Divorce is typically the result of the weight of one or both parties’ unhappiness growing to such a point that the marriage breaks apart under the strain. Your children are now free of this weight, a weight they always seem to feel no matter how hard we try to protect them from it. Your divorce lightened your children’s load, and that’s a gift.
Another gift you’re giving them is modeling the importance of living within their means, which is something millions of adults with crushing credit card debt only wish they’d learned growing up.
Maybe I’m wrong and you don’t feel guilt over how your new financial situation is affecting your family and you simply need help figuring out how to communicate to your children that they are going to survive smaller birthday parties and store-brand cereal. But my advice for how to help your kids understand their new, cheaper lifestyle still has more to do with you than it does with them.

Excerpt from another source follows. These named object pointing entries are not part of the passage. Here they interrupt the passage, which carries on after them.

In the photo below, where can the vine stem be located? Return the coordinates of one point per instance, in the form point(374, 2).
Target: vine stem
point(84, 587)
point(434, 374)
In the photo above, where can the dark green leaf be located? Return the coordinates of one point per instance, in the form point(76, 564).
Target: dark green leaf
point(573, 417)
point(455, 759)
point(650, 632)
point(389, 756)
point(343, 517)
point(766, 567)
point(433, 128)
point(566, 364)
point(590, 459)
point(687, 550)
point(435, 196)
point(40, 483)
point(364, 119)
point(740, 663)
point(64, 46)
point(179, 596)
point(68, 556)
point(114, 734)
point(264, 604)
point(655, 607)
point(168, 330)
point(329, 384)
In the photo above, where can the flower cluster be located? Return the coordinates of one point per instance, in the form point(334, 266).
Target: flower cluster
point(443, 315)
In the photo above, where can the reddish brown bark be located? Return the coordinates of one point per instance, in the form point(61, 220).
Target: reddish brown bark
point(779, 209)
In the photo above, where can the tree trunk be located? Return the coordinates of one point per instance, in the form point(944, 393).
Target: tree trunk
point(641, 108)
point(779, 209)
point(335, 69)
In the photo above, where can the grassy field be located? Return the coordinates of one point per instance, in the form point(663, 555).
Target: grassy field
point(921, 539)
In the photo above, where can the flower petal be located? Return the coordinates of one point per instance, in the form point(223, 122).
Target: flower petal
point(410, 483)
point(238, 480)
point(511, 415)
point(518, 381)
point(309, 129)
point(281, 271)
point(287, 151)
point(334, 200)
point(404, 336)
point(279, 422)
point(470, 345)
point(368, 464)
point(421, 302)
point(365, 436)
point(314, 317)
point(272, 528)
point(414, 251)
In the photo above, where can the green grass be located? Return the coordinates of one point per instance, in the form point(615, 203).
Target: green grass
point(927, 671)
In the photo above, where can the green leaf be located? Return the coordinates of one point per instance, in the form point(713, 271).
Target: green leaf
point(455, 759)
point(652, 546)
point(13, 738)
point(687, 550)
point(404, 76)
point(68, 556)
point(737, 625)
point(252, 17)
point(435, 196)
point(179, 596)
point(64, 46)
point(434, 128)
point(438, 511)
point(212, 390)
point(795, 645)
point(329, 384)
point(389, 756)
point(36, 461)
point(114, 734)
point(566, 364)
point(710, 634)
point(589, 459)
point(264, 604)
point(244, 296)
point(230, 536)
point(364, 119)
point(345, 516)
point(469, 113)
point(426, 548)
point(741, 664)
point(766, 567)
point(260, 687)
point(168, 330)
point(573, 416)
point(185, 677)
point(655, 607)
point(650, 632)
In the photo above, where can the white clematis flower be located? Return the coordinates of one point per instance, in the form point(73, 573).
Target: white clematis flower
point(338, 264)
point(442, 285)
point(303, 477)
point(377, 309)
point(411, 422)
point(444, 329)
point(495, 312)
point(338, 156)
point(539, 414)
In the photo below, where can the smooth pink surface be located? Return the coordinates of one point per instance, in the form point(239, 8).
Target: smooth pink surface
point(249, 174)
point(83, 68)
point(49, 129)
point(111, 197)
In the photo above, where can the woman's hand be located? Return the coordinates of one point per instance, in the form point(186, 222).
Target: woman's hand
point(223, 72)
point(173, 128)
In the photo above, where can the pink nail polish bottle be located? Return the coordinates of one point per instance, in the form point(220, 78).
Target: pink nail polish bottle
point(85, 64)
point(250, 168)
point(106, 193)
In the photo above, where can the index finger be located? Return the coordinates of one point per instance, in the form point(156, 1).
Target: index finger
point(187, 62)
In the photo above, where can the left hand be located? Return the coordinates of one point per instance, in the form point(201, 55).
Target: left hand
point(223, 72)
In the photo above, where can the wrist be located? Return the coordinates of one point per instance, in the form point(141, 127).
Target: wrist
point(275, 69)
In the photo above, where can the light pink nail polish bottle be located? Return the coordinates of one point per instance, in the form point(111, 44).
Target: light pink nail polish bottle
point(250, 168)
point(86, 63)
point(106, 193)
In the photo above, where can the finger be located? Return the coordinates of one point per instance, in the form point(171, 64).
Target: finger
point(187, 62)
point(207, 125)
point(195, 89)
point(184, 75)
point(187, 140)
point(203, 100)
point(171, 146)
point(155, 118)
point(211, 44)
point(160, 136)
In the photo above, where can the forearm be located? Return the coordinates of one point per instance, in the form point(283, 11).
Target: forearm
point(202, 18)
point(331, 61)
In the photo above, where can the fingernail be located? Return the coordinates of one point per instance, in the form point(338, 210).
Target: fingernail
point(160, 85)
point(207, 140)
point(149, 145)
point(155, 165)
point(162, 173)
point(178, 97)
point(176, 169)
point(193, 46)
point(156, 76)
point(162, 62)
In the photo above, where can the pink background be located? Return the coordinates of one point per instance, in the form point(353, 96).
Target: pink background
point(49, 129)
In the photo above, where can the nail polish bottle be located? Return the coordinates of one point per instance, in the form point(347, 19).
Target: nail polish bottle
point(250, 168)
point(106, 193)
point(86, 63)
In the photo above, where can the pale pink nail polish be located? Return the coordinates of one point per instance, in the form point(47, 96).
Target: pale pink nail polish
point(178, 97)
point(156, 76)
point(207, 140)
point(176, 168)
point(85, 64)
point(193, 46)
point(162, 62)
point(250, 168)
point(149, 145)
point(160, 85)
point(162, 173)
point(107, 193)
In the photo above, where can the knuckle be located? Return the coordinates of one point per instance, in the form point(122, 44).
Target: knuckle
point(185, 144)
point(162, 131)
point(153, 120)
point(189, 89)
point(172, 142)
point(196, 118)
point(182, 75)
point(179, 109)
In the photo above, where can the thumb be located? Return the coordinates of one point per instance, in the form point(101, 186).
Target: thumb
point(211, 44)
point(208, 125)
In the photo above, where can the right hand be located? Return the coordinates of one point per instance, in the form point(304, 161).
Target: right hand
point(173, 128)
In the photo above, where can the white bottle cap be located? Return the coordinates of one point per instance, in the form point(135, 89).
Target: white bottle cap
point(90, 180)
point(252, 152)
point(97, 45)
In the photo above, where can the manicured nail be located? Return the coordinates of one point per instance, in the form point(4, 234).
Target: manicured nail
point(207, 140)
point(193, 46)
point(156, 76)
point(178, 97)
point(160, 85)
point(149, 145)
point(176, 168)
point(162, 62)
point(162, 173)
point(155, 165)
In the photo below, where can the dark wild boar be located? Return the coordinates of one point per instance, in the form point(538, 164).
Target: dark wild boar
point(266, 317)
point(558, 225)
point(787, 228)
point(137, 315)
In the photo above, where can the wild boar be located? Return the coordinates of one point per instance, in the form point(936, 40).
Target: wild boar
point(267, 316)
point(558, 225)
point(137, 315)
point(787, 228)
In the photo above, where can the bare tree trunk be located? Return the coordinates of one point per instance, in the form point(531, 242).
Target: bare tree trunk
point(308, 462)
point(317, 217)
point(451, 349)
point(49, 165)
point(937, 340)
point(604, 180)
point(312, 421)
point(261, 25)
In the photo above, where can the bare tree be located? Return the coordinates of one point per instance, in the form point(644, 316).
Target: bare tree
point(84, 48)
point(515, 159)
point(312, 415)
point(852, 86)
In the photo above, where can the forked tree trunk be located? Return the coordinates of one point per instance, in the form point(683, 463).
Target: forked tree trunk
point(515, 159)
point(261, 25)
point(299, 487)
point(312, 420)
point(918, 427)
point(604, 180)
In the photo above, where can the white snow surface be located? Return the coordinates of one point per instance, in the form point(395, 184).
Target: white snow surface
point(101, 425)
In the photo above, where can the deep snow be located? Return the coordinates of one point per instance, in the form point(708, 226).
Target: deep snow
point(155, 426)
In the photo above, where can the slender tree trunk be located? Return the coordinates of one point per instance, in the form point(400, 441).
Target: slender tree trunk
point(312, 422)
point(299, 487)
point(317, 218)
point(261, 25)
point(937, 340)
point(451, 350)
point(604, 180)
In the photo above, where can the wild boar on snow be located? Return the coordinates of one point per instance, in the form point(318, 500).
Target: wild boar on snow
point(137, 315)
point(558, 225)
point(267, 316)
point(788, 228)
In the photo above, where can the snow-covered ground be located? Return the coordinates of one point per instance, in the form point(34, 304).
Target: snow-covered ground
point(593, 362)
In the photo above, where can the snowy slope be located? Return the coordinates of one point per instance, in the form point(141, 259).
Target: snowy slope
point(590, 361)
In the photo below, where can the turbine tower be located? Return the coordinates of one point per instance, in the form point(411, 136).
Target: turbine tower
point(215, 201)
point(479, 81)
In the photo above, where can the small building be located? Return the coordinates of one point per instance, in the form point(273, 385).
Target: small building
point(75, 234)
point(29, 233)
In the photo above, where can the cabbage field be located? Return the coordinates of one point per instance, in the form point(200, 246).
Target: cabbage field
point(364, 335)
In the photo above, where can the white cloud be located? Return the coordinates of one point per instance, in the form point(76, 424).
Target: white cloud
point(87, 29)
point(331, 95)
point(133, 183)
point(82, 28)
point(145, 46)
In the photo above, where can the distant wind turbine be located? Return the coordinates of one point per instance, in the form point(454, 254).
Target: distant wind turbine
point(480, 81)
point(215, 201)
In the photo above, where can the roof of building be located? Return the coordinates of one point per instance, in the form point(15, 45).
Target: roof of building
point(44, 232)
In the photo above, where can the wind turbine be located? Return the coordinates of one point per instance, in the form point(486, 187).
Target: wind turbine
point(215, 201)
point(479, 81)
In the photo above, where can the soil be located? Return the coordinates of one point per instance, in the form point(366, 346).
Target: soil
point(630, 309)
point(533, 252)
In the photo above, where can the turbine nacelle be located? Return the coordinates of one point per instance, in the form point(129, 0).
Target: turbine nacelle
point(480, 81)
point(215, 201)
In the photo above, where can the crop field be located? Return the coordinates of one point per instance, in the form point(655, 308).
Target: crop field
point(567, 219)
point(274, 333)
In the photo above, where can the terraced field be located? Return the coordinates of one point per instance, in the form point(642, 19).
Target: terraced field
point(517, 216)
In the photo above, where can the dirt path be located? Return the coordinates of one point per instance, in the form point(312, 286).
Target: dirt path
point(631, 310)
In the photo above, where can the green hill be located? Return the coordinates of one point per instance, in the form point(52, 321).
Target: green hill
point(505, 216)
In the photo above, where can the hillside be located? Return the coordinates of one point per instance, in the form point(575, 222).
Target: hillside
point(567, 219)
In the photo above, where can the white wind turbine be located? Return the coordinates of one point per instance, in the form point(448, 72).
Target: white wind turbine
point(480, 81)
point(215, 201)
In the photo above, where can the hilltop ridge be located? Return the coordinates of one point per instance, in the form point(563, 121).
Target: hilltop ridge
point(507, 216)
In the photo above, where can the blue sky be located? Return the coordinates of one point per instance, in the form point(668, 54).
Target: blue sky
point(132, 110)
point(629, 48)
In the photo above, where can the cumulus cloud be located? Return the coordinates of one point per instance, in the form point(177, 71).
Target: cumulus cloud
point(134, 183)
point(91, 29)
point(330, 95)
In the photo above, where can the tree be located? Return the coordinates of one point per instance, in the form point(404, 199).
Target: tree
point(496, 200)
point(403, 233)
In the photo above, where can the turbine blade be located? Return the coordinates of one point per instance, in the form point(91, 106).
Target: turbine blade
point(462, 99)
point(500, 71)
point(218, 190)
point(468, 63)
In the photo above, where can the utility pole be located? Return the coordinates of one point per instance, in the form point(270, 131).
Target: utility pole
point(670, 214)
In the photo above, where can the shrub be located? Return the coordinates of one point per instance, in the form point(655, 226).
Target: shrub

You simply have to continue living within your means, saying no, and walking them through this new world until they’ve become accustomed to it. The problem is, because of “mom-guilt,” watching them cry over things they used to get but now you can no longer afford to give them is excruciating.
For her book, “How to Raise An Adult,” Julie Lythcott-Haims, an author, speaker, and the former Dean of Freshman at Stanford University, looked at the longest longitudinal study of humans conducted by Harvard University over the course of 75 years and found there are only two components to raising a successful child: love and chores.
Seriously, that’s it. According to Lythcott-Haims, chores give children a sense of purpose and belonging, while unconditional love provides emotional security in which children can thrive.
What I’m trying to say is, while I know that watching your kids adjust to a lower income may make you feel like you’ve failed to provide for them, if you’re offering them unconditional love and a chore chart, you’re giving them all they need to succeed. But just because you don’t feel guilty anymore doesn’t mean they won’t complain when their present material conditions aren’t measuring up to the past. When they do, encourage them to think about what they do have and not what they don’t.
The bad news is, they’re kids. They have experienced a two-income lifestyle and nothing you can do short of burdening them with your financial pressures will likely reset their brains with smaller expectations. But there’s also good news — they’re growing older every day, and at some point, they’re going to understand. Between now and then, stay strong, and remind yourself every single day of what you are giving them. Keep up this up long enough and they’ll eventually follow suit.
Remember that parenting is a long game. Your kids probably won’t understand this new, cheaper lifestyle right now, but they will someday. And in the meantime, they’ve still got an incredible mom.